The Pamunkey Tribe, for instance, will use its money to expand its fish hatchery and other projects. Another tribe, the Chickahominy, will acquire 105 acres (42 hectares) along the river. Money will also bolster shorelines, improve water quality and help to preserve five battlefield sites associated with the American Revolution and the Civil War.

Dominion says the towers are crucial to providing reliable service to 600,000 people living between the York and James rivers, including the city of Newport News, as well as a Busch Gardens theme park and Joint Base Langley-Eustis — a combined U.S. Air Force and Army installation. The lines will carry electricity from a nuclear power station across the river and other sources, compensating for the coal-powered plants shutting down because of new clean-air regulations.

Dominion spokeswoman Bonita Billingsley Harris said the project’s location poses the least impact of the options considered.
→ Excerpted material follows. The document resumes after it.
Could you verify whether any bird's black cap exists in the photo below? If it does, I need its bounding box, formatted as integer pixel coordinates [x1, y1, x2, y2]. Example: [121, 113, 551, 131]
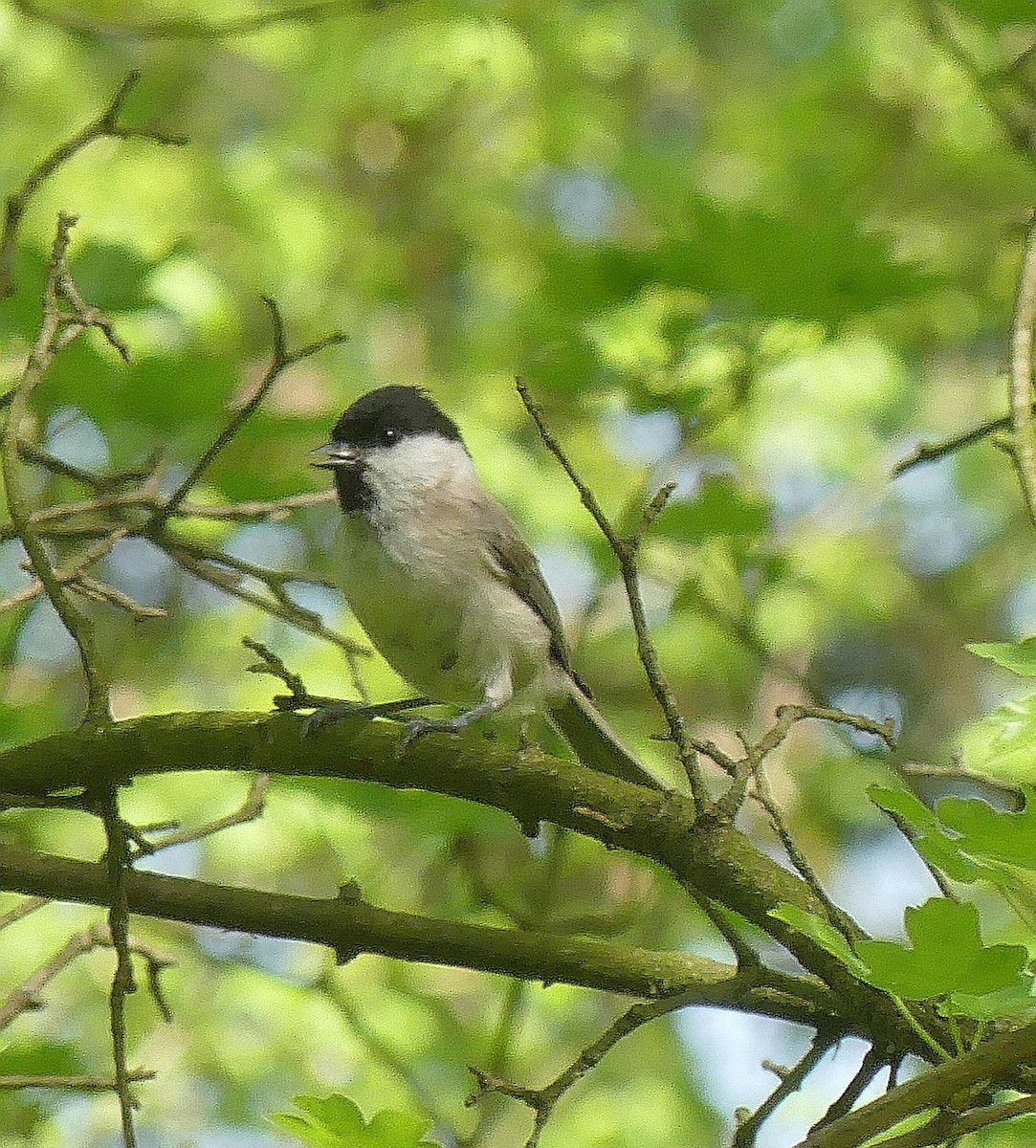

Critics, meanwhile, are still calling for Dominion to run the transmission lines underwater or elsewhere. But Dominion said the underwater proposal would balloon costs from $180 million to at least $500 million, with ratepayers absorbing the expense. Harris also said underground lines would be inadequate for meeting future power needs.

Conservationists are fighting the project in court, saying it should be redesigned or relocated.

“You can’t solve the problem with money,” said Sharee Williamson, an attorney for one opponent, the National Trust for Historic Preservation. “This is one of the most significant historical resources in the United States. It tells the story of some of the earliest beginnings of our nation.”

Williamson said the power lines will extend across the water on a portion of the river that has lacked crossings of any kind for miles, a rare phenomenon on the East Coast. But Dominion contends the James already flows through a well-developed region and has steady maritime traffic.

In October, a federal judge rejected a request by conservation groups to immediately halt construction. But the judge said the merits of the case will be considered as it moves forward.

Besides Jamestown, founded in 1607, the area includes the Carter’s Grove plantation, a National Historic Landmark built beside the James River in the 1750s. There’s also the Colonial Parkway, a scenic route linking Yorktown, Williamsburg and Jamestown.

The power lines would be visible from Carter’s Grove, some lookouts along the parkway and the eastern tip of Jamestown Island.

Among groups benefiting from Dominion’s payout is Belmead on the James Inc., which hopes to preserve more than 2,000 acres further upriver. The group is getting $750,000.

Belmead, a former plantation site, also housed schools for black and native American students between 1895 and 1972.

“I think irony is a good way to frame it,” Belmead vice president Joe Elton said of benefiting from the power lines. “But it’s the way of the world. If there’s an opportunity for us to do something good for conservation out of the funding that’s available, we’re certainly going to take advantage of it.”